Machine learning predicts panic attacks in 7 days

23 Feb 2022 bởiTristan Manalac
Machine learning predicts panic attacks in 7 days

Machine learning models, using data from wearable devices, questionnaires, and the environment, can help predict panic attacks (PA) in the next 7 days, according to a recent study.

“It is possible to predict PAs 7 days before the fact by using a combination of all data from questionnaires, physiological data, and environmental data,” with models reaching an accuracy of over 80 percent, the researchers said. “The prediction performance of the all-feature model is better than the physiological-environment model or questionnaire model alone.”

Fifty-nine participants (mean age 46.2 years, 61 percent women) with panic disorder were enrolled in the study and were given app-paired smartwatches for the assessment of heart rate (HR), sleep, and activity level. Anxiety and depression were evaluated through the Beck Depression and Anxiety Inventories, the State-Trait Anxiety Inventory, and Panic Disorder Severity Scale Self-Report (PDSS-SR). Air Quality Index data were also included.

Six machine learning methods were used to process these data for the prediction of 7-day PA: random forests, decision trees, linear discriminant analysis, adaptive boosting, extreme gradient boosting, and regularized greedy forests.

The training set for the models included 3,249 data points, of which 64.91 percent (n=2,109) indicated no PA according to the PDSS-SR. Meanwhile, 25.61 percent (n=832), 7.11 percent (n=231), 1.79 percent (n=58), and 1.6 percent (n=52) showed mild, moderate, severe, and extreme PA episodes, respectively. [JMIR Med Inform 2022;10:e33063]

Using the training set, the random forest model emerged as the best PA predictor, with an accuracy of 0.975 and an F1 score of 0.968. It was followed closely by the decision tree model (0.949 and 0.936, respectively) and more distantly by the linear discriminant analysis model (0.746 and 0.647, respectively).

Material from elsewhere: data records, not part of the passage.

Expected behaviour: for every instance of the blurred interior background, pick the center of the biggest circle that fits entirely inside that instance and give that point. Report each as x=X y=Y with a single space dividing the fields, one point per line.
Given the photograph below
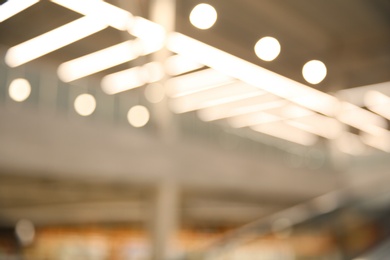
x=186 y=129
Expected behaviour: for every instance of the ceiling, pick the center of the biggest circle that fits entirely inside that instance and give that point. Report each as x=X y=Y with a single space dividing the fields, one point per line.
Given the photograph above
x=352 y=37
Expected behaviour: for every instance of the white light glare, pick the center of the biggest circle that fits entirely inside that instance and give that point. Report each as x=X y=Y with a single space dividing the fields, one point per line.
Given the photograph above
x=203 y=16
x=19 y=89
x=286 y=132
x=378 y=103
x=177 y=64
x=267 y=48
x=252 y=74
x=138 y=116
x=151 y=34
x=213 y=97
x=314 y=71
x=123 y=80
x=85 y=104
x=132 y=78
x=12 y=7
x=195 y=82
x=101 y=11
x=99 y=61
x=52 y=40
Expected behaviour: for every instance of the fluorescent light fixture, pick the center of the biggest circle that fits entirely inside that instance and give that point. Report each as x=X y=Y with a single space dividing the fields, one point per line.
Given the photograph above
x=52 y=41
x=361 y=119
x=252 y=74
x=286 y=132
x=378 y=103
x=242 y=107
x=357 y=95
x=195 y=82
x=213 y=97
x=177 y=64
x=98 y=61
x=151 y=34
x=123 y=80
x=12 y=7
x=100 y=10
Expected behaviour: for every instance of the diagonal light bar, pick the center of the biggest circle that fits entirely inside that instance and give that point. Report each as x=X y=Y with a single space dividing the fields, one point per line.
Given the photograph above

The test set included 947 data points, most of which also did not show PA (65.8 percent; n=641). The random forest model was again the best predictor of PA, with accuracy and F1 values of 0.813 and 0.677. Regularized greedy forest (0.800 and 0.660, respectively) and adaptive boosting (0.746 and 0.576, respectively) models also performed well in the test set.

Using different combinations of data sets, the researchers also showed that prediction performance is improved by including all features rather than by focusing on physiological and environmental factors alone, or on questionnaire answers alone.

“To better predict PAs, it is possible to use multifactorial items from clinical questionnaires and physiological and environmental data,” the researchers said. “Among these, clinical questionnaires are more crucial than their physiological-environmental counterparts.”

“It is also beneficial to collect information from baseline anxiety and depression, trait anxiety, the number of comorbid psychiatric diagnoses, the average and resting HR, and deep sleep duration as a reference to predict recurrent PAs for patients with PD,” they added.

Future studies should include larger and more heterogeneous samples, as well as try to achieve PA prediction hours before occurrence, according to the researchers.